Her opponents in Tuesday’s School Board primary, Cris Carusi and Kate Toews, are both white and liberal, but Muldrow doesn’t have anything bad to say about either woman.

“I think Kate and Chris are really nice people. I’ve met them both and I think they are sweet and they have a ton to offer to our school district,” Muldrow says. “I think the difference between me and them is that I’ve spent my entire career working with communities of color and I don’t think either of them have any experience working in the interest of communities of color specifically. I think they both really like to take a colorblind approach in how to make things fair.”

For Muldrow, that’s more of the same old, same old.

“I think they’re both excited to say, ‘we know how to do this the way it’s always been done. We’re qualified because we’ll do it just like everybody else has done it.’ But, doing it the way everybody else has done it is how we got to this moment right now,” Muldrow says. “And maybe this isn’t a problem for you. Maybe you feel totally safe sending your kids to a school district that has the kind of racial disparities that MMSD does. I don’t. I think that we need a change in leadership and that we need diverse perspectives. We need to stop over representing the same idea on the board. I think that both of my opponents have platforms that are represented by people who are already on the school board.”

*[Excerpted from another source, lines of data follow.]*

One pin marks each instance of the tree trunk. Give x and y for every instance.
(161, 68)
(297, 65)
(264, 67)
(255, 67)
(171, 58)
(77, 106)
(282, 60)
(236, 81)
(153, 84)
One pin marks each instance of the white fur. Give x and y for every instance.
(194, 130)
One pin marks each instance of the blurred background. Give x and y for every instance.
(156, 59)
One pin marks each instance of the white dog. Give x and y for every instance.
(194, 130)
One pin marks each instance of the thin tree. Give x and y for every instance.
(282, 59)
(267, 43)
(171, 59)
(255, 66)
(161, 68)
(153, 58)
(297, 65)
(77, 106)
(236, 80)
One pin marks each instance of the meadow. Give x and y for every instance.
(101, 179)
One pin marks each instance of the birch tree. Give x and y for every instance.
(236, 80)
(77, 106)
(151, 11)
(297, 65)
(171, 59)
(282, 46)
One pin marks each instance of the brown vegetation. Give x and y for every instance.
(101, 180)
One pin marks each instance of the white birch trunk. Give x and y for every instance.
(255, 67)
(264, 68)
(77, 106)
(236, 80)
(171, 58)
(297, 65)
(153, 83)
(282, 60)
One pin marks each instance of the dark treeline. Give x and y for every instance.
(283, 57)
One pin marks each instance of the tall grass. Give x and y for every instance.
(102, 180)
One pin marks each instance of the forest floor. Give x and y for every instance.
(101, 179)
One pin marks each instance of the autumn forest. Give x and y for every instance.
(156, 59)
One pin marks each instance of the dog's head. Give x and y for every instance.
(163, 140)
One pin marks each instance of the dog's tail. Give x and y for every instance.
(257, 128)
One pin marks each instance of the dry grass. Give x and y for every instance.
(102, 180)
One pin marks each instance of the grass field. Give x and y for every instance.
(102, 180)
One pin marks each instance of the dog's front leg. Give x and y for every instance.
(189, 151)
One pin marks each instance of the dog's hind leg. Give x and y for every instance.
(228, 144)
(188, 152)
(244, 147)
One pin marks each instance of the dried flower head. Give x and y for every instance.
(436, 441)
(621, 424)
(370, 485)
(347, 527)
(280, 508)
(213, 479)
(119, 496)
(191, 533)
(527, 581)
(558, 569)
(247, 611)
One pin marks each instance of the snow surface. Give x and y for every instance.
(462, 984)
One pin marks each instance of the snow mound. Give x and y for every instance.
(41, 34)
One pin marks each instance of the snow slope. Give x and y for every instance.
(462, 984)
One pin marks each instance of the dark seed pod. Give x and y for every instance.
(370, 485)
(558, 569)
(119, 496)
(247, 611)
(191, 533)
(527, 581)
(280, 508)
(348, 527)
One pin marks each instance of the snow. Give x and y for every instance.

Muldrow is committed to making space for everyone, especially those who have been left out historically and still today. She believes that she brings a unique perspective that includes strong relationships with students and communities of color and valuable activism and lived experience.

“I’m really proud to say that I have a different approach and I’ve had different experiences,” she says. “I’m passionate and I’m a lifelong learner. There are things that I want to discover how to do differently and I think that I have the humility to work really, really hard to do a great job and to challenge the way it’s been done. We have the opportunity to do great things.”